Por Guilherme Lima Moura
Corta pra algum lugar no tempo e no espaço. Você está fazendo compras num supermercado e, a certa altura, escuta um anúncio nos auto-falantes dizendo “colaborador Pereira, compareça à seção tal”. Adiante, surgem dúvidas sobre um produto qualquer e você consulta a “associada Joseane”, que prontamente lhe atende [...].
Passa-se um mês e, de volta à mesma loja, você procura novamente: “onde está aquela jovem que me atendeu um dia desses?”. Mas – pasme! – pelo que lhe informam, ela foi recentemente desassociada. E não é mais o experiente Pereira quem é chamado pra lhe socorrer na “seção tal”, porque um processo de descolaboradorização o pegou em cheio na semana passada. É, amigo, isso mesmo: Pereira foi descolaboradorizado... Já no caixa você desabafa com aquele jovem que lhe atende: “este supermercado está cada vez pior!”. Crente de que foi contundente em sua crítica, você ouve como resposta do tal “associado”, em um quase grunhido, “e já foi bom?!”, embora em sua camisa você veja um button em que se diz algo equivalente a “amo este trabalho!”.
Corta pra você leitor, de volta ao aqui e agora. A situação descrita sugere algumas reflexões. O que terá acontecido com algumas palavras e expressões, antes comuns, como “funcionário” e “empregada doméstica”? Parece que, supostamente com o propósito de nomear novas relações, novos papéis, trocamos antigas palavras por outras mais “atuais” e... mais agradáveis aos ouvidos. Sim, porque não é difícil concordar que é bem mais atraente e agradável à auto-estima considerar-se um “colaborador” ou um “associado”, do que não passar de simples “funcionário” ou “empregado”.
Novas palavras, novas expressões, novos sentidos.
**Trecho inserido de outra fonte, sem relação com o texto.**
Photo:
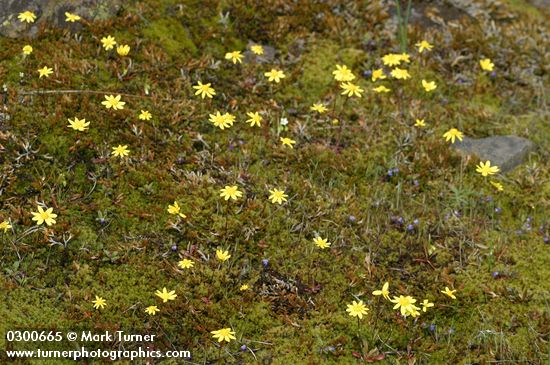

Mas será que a mudança nos nomes traz consigo alterações efetivas nas respectivas relações? Ou será que apenas suaviza (ou mesmo agrava) a realidade que tais relações apresentam? O que estaria por trás dessas mudanças? Será que é porque um colaborador colabora mais do que um empregado? Ou porque um associado, não tendo um emprego (relação “restrita à mera” troca de salário por força de trabalho), mas estando numa “associação”, entende que aquele negócio também é seu? E pensa, algo feliz: “Ora, ter patrão e estar empregado (ou desempregado) é coisa pra quem tem (ou tinha) emprego. Eu não! Eu sou associado...”. Sorri consigo mesmo e, como quem se dirige mentalmente ao presidente da empresa, emenda o pensamento: “Certo sócio?!”.
Novas palavras, novas expressões, novos sentidos... Novas realidades?